It’s the end for Baby Cotton Bottoms.
The mom-and-pop Colorado Springs retailer, which started selling cloth diapers 15 years ago from its owner’s garage and grew into a brick-and-mortar storefront with an expansive offering of baby and parental items, is closing its doors and discontinuing its online business because it can no longer compete with online rivals.
The business will remain open through July 31 but might close sooner depending on how long its inventory lasts, said owner Dani Tobey.
She started Baby Cotton Bottoms out of her family’s Old Colorado City garage in July 2004. Seven years later, the business moved to a location on West Colorado Avenue. In 2015, Baby Cotton Bottoms relocated to 330 S. Nevada Ave. in downtown.
Along the way, cloth diapers became a smaller part of Baby Cotton Bottoms. It now sells high-end car seats, baby carriers, toys, books, clothing and maternity and breastfeeding supplies, among other products.
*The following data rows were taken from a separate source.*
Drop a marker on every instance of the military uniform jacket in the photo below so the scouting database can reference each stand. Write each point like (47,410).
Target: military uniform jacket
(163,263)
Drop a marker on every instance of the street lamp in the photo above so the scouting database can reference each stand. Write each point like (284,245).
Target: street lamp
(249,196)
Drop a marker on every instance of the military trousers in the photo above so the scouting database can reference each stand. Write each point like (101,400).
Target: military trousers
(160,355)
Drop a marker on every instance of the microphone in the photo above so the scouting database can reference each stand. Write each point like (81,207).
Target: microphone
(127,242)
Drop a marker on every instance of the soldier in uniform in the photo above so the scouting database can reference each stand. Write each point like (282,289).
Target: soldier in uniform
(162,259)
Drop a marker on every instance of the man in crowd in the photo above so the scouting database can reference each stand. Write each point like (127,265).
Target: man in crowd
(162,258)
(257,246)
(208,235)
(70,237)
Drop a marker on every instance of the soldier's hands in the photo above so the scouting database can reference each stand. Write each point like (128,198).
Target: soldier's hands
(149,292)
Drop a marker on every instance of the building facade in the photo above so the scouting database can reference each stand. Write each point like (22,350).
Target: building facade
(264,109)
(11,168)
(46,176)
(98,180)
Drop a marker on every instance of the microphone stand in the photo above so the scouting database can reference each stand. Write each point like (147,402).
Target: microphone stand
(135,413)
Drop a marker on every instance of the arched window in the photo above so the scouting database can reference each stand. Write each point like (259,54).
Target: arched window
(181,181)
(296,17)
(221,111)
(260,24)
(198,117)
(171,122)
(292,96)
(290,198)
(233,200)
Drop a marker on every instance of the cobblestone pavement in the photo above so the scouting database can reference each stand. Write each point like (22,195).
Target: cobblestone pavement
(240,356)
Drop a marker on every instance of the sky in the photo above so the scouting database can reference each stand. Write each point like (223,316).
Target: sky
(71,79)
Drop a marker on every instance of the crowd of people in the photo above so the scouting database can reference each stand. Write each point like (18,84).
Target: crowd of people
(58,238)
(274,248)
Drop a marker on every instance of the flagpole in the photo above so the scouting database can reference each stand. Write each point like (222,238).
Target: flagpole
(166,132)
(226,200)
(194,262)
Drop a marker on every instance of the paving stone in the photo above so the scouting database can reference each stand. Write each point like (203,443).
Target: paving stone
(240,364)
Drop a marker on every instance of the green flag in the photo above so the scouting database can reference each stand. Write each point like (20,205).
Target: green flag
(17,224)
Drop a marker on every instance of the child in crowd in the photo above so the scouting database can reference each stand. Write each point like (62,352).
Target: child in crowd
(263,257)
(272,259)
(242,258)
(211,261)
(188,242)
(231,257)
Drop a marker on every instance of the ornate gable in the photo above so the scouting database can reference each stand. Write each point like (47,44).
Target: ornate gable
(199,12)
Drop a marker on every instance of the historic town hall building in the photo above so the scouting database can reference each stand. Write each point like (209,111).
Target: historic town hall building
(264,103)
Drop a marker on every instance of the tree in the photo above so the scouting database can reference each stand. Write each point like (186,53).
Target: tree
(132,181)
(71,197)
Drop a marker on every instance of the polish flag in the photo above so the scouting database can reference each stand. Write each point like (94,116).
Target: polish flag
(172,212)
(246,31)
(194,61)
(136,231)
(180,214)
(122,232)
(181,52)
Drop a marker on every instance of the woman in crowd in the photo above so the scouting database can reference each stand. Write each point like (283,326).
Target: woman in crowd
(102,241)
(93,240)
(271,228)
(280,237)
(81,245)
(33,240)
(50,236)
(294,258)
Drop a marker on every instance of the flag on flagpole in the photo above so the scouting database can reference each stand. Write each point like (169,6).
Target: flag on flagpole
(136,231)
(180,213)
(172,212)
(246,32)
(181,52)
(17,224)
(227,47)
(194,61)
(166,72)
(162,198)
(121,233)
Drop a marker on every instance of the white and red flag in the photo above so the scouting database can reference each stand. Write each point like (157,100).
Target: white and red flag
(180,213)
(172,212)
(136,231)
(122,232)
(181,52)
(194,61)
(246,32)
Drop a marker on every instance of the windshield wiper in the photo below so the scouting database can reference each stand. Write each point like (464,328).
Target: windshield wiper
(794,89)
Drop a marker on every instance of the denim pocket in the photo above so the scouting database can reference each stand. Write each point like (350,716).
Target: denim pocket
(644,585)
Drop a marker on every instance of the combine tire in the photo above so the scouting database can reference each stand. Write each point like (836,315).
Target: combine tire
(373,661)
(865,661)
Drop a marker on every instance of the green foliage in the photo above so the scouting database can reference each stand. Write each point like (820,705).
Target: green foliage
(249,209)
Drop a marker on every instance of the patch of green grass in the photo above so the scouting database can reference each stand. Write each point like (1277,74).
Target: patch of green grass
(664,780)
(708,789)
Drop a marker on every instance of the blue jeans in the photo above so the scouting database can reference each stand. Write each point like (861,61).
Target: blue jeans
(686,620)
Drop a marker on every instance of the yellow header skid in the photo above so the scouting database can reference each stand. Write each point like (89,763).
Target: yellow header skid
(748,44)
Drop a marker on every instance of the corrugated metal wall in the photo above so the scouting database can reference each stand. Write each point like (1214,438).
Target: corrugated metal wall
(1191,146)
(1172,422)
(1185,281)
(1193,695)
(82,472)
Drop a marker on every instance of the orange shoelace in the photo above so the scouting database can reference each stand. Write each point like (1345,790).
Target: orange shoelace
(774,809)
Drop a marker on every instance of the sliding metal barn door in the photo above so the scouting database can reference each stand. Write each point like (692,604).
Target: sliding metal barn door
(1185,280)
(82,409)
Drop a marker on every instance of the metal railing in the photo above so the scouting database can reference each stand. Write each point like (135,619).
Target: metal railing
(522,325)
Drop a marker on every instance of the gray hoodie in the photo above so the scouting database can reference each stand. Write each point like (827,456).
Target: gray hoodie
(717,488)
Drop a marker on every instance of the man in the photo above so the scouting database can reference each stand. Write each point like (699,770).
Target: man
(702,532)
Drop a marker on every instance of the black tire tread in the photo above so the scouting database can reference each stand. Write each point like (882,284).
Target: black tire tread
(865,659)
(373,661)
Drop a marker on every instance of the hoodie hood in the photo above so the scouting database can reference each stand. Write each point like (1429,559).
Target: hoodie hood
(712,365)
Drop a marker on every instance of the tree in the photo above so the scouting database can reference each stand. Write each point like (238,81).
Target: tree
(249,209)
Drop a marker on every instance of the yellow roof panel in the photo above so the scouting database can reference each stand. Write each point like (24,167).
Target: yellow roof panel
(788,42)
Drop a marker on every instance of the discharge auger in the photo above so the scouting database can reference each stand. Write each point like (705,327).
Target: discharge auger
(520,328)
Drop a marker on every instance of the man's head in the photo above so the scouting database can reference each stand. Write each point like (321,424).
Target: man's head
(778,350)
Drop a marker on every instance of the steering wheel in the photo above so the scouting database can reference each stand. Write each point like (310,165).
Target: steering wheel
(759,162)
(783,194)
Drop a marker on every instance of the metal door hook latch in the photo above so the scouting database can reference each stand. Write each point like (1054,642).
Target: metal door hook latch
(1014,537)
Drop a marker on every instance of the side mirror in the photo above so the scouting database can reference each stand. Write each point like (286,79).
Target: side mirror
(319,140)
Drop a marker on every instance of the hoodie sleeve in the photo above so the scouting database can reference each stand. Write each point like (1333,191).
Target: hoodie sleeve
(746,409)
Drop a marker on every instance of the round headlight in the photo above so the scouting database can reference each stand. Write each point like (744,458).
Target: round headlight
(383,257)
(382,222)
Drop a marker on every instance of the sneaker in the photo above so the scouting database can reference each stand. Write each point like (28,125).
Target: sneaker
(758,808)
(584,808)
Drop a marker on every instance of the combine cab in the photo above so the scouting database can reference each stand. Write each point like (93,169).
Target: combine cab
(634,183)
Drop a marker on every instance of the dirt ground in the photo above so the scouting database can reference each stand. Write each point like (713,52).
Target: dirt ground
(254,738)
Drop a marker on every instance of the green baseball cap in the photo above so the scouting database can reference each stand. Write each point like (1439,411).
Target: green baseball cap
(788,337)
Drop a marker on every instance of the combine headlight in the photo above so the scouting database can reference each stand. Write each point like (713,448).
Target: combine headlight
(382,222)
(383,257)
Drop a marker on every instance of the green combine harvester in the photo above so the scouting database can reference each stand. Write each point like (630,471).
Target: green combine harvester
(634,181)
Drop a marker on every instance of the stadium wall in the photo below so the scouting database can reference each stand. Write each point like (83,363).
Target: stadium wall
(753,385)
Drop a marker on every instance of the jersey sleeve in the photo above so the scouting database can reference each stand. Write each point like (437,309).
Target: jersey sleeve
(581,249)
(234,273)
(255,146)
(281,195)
“Everything you need for kids,” Tobey said. “And motherhood.”
Although it developed a following and loyal customer base, Baby Cotton Bottoms — like many retailers — has fallen victim to online competition, Tobey said.
“We just can’t compete in the current environment with online shopping,” she said. “It’s been really hard that people want us to discount our merchandise when we already have everything kind of just barely marked up, as low as it can go. We’ve never had a lot of room to make discounts.
“We’re getting outshopped on Amazon,” Tobey added.
Customers also like the convenience of online shopping, she said.
“It’s really hard nowadays to get people to leave their homes and shop brick-and-mortar, when it’s really easy to just hit buttons on your phone and things arrive at your house,” Tobey said. “That’s been a lot of it.”
Baby Cotton Bottoms has alerted many customers of its closing. Store employees who numbered as many as a dozen at one time are down to five, Tobey said. She remains the primary owner; store manager Shanda Lloyd also is a partner in the business.
“It was a niche business, it absolutely was,” Tobey said. “There is nothing like us anywhere, certainly in the state and actually in a multistate region. You can’t buy the sorts of things that we sell in Colorado at all. I had people coming in from two states away, sometimes, to buy the right car seat from us.
“It’s going to be rough,” she added of the closing. “I’ve kind of seen it coming for a long time and I keep just stretching and stretching to keep us open this long because I am honestly terrified of what this will mean for us and how hard that’s going to be.
“Our customers, we’ve got people coming in here crying every day since I’ve announced. There’s been a lot of tears already, and we still have two months of tears left.”